Reiche macht Front gegen EU-Pläne zur Methanverordnung
21.07.2026 17:49
Die Europäische Union hat Änderungen bei Regeln für weniger
klimaschädliche Methan-Emissionen aus dem Energiesektor vorgelegt.
Das reicht aber nicht, sagt die Bundeswirtschaftsministerin.
Berlin (dpa) - Bundeswirtschaftsministerin Katherina Reiche
kritisiert Pläne der EU-Kommission zur Durchsetzung von
Klimaschutzvorschriften in der Öl- und Gasindustrie. Konkret geht es
um die Methanverordnung. «Die jetzt vorgeschlagene Lösung überzeugt
nicht», teilte die CDU-Politikerin in Berlin mit. Die Kommission
halte an rechtlichen Verpflichtungen für die Unternehmen fest und
empfehle den Mitgliedstaaten lediglich, Verstöße in den Jahren 2027
bis 2029 grundsätzlich nicht zu sanktionieren. «Damit bleiben die
Verpflichtungen bestehen - und mit ihnen das rechtliche Risiko für
die Unternehmen. Das schafft keine Rechtssicherheit.»

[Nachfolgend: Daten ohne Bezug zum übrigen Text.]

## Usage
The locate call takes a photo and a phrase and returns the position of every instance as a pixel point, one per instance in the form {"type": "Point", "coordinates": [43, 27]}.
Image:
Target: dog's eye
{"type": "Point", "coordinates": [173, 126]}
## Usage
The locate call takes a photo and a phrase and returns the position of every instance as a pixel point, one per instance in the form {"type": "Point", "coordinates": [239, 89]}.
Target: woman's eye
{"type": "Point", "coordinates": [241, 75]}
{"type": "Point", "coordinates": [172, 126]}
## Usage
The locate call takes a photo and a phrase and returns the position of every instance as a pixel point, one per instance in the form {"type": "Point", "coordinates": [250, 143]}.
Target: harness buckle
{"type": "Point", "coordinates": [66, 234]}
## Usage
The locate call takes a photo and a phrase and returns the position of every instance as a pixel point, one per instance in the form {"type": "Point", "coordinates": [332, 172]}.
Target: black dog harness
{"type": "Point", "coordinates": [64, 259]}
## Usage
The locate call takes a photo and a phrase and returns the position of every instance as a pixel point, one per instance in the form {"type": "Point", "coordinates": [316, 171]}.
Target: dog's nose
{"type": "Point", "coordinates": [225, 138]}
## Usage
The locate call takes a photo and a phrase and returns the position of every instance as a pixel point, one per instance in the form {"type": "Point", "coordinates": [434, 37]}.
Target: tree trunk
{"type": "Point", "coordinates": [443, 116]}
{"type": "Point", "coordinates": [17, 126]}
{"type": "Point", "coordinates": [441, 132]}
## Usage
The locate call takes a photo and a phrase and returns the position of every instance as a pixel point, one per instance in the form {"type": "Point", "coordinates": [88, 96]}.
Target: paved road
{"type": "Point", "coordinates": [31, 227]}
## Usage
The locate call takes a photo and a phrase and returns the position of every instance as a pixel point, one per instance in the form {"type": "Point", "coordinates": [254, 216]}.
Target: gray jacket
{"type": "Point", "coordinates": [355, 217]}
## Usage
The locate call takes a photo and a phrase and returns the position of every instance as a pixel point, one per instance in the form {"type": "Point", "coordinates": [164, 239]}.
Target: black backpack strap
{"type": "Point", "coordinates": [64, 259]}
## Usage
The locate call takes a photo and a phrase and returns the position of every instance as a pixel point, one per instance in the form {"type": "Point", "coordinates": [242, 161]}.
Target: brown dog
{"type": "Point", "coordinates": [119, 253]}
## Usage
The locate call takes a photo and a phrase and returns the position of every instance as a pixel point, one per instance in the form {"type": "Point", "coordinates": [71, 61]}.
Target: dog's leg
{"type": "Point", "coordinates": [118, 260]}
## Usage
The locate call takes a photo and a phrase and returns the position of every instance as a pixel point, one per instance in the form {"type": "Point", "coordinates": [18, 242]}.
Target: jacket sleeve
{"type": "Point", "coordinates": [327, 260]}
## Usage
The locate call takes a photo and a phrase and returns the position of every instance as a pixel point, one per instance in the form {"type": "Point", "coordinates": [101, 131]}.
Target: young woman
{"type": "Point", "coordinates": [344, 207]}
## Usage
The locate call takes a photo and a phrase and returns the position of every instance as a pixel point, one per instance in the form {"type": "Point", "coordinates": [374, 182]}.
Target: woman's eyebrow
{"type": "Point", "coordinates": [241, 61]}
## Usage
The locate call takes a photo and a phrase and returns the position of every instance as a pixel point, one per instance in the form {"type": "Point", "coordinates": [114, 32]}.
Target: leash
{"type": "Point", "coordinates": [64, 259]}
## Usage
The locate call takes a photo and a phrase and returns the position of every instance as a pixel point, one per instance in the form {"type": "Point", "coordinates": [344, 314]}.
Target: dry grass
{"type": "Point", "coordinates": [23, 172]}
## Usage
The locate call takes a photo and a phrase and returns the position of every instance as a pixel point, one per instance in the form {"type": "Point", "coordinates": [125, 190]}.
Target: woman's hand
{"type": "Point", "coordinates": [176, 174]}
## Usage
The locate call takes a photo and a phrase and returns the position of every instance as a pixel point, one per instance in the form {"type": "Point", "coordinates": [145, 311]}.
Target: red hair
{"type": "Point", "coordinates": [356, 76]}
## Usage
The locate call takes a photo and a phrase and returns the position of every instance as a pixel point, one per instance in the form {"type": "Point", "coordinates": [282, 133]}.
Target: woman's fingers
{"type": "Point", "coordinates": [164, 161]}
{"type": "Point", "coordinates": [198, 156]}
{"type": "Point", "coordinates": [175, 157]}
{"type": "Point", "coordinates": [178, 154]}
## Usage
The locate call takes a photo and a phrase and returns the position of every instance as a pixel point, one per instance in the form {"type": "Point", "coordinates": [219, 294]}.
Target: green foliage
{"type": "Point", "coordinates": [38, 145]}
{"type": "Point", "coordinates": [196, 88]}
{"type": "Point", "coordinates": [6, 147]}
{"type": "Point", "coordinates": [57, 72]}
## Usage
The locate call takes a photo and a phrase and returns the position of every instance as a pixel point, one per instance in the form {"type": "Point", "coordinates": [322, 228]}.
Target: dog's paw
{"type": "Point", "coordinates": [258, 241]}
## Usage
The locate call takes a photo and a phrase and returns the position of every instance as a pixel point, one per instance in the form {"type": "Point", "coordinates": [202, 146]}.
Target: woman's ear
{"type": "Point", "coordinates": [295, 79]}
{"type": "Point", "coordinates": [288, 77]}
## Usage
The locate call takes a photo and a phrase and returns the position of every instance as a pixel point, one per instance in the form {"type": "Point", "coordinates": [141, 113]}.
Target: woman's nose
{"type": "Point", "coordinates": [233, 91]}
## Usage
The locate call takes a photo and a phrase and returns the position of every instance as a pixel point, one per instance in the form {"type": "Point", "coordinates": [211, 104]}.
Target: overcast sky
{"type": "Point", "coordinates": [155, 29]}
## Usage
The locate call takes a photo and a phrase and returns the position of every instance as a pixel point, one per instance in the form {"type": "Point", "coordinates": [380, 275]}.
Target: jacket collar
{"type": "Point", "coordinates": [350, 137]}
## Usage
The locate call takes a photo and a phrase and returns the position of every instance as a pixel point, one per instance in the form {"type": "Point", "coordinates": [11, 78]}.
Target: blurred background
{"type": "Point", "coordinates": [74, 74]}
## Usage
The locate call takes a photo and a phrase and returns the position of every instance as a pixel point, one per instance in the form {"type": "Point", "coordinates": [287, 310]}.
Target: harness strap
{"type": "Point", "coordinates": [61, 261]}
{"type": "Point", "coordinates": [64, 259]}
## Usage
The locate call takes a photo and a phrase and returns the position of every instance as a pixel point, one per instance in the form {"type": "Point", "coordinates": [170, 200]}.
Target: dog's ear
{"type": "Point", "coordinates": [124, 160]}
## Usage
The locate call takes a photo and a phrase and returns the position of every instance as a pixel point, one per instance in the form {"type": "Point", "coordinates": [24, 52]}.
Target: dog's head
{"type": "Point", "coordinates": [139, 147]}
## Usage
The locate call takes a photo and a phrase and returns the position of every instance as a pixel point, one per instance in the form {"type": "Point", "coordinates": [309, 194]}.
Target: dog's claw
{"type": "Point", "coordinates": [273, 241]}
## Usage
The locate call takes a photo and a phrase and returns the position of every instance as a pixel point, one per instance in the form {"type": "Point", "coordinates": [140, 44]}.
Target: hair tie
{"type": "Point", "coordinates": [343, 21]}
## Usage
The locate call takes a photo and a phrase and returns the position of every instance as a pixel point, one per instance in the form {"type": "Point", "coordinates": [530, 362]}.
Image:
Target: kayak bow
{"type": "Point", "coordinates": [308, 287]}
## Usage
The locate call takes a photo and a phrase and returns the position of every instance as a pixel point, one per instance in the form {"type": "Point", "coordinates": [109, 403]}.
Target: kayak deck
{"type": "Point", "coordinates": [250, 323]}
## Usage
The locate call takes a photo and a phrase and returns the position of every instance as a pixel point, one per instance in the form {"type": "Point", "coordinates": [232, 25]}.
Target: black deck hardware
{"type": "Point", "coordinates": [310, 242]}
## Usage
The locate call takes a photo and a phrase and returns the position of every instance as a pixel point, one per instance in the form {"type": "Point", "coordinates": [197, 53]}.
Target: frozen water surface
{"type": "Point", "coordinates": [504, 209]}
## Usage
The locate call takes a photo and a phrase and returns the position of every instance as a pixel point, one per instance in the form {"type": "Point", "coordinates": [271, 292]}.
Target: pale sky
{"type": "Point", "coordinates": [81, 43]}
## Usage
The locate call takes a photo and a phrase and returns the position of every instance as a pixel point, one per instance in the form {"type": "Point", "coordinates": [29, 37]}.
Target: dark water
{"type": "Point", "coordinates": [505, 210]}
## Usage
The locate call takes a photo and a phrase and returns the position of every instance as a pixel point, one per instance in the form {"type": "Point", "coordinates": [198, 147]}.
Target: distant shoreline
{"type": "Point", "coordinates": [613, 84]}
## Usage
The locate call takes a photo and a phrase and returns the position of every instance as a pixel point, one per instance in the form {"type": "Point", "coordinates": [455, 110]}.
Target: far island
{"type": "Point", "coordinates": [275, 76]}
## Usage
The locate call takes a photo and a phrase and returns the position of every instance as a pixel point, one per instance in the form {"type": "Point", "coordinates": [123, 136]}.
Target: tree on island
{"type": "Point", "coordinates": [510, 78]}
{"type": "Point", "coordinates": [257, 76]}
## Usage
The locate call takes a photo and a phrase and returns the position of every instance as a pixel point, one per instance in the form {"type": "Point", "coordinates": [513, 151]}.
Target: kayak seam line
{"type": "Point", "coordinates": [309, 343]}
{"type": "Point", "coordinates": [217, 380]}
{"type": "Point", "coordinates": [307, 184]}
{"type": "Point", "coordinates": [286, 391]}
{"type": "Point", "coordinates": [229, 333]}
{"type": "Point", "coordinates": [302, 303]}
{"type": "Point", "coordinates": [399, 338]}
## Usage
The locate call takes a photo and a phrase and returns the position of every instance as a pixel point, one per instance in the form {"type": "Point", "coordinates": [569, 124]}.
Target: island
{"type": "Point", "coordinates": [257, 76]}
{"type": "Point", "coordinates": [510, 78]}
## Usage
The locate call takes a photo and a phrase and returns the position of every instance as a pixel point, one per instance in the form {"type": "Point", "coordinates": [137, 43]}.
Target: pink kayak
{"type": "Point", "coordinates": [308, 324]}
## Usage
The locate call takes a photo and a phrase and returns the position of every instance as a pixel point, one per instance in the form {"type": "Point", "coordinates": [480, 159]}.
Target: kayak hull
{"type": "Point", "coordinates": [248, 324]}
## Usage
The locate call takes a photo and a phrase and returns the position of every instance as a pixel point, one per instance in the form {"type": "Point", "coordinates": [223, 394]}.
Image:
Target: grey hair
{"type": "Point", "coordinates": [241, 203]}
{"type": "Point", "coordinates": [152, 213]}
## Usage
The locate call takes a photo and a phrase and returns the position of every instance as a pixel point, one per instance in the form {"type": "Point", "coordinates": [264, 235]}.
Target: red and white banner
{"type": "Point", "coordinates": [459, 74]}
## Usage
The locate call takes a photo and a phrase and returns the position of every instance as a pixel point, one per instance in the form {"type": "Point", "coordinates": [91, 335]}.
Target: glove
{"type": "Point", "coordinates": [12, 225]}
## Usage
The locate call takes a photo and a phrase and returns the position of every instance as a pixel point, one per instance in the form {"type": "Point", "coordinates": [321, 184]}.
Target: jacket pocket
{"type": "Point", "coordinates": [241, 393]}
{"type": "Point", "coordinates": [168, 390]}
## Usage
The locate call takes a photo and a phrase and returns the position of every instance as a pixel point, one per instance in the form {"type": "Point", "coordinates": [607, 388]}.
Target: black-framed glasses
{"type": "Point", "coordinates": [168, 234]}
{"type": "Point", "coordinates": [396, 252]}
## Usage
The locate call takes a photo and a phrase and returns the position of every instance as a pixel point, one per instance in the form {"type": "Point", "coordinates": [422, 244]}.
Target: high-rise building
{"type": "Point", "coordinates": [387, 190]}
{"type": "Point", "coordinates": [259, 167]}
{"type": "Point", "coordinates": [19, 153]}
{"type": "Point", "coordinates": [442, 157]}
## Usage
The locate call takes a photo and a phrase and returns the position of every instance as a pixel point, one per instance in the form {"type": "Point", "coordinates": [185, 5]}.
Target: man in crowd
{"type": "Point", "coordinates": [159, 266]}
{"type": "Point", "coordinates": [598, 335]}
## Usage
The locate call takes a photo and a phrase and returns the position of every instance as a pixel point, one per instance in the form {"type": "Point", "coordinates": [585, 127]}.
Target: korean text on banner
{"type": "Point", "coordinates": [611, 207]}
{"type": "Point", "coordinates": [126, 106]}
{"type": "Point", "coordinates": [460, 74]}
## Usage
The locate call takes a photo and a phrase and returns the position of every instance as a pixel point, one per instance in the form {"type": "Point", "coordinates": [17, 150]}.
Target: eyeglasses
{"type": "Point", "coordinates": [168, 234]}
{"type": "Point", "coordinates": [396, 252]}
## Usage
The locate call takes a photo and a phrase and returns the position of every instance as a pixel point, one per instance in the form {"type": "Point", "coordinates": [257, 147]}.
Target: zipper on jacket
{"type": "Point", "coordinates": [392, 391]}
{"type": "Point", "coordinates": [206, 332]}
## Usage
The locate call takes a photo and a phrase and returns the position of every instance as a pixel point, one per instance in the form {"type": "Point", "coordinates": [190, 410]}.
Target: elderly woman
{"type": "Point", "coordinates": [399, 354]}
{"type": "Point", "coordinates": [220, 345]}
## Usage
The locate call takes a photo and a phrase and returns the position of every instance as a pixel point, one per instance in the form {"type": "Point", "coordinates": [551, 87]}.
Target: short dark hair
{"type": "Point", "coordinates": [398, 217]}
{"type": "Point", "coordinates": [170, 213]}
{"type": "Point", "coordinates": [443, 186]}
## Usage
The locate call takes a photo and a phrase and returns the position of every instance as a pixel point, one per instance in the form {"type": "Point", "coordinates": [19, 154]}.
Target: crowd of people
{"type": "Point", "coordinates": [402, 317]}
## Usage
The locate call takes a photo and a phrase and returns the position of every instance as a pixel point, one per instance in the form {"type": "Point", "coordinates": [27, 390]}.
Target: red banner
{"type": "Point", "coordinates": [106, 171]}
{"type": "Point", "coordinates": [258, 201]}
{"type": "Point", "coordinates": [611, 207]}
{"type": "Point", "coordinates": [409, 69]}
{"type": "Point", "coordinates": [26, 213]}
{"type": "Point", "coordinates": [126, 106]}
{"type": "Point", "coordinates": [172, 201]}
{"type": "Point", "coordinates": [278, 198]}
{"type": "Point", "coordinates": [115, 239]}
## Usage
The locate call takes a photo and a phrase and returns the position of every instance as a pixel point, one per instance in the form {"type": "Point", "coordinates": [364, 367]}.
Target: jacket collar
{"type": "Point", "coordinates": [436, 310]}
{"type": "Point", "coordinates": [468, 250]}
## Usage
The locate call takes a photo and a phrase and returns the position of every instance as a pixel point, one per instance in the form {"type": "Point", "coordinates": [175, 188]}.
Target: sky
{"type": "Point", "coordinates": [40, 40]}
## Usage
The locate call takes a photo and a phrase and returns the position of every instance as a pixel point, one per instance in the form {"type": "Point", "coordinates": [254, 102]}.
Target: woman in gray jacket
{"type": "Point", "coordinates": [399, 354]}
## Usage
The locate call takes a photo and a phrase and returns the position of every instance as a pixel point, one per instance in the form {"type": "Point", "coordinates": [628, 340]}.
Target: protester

Reiche sprach sich dafür aus, Importregelungen der Methanverordnung
um drei Jahre zu verschieben. «Die Methanverordnung ist grundsätzlich
ein wichtiges Instrument für den Klimaschutz im Energiesektor. Ihre
Vorgaben müssen aber praktisch erfüllbar, rechtssicher und mit
unserer Versorgungssicherheit vereinbar sein.»
Pläne aus Brüssel
Die EU-Kommission empfiehlt den Mitgliedstaaten, in den kommenden
drei Jahren keine Strafen gegen Unternehmen zu verhängen, die gegen
bestimmte EU-Klimaschutzvorschriften für Methan-Emissionen
verstoßen.
Methan ist ein Treibhausgas und für Klimaerwärmung und
Luftverschmutzung verantwortlich. Es entsteht etwa in der
Landwirtschaft, auf Mülldeponien und in der Öl- und Gasindustrie.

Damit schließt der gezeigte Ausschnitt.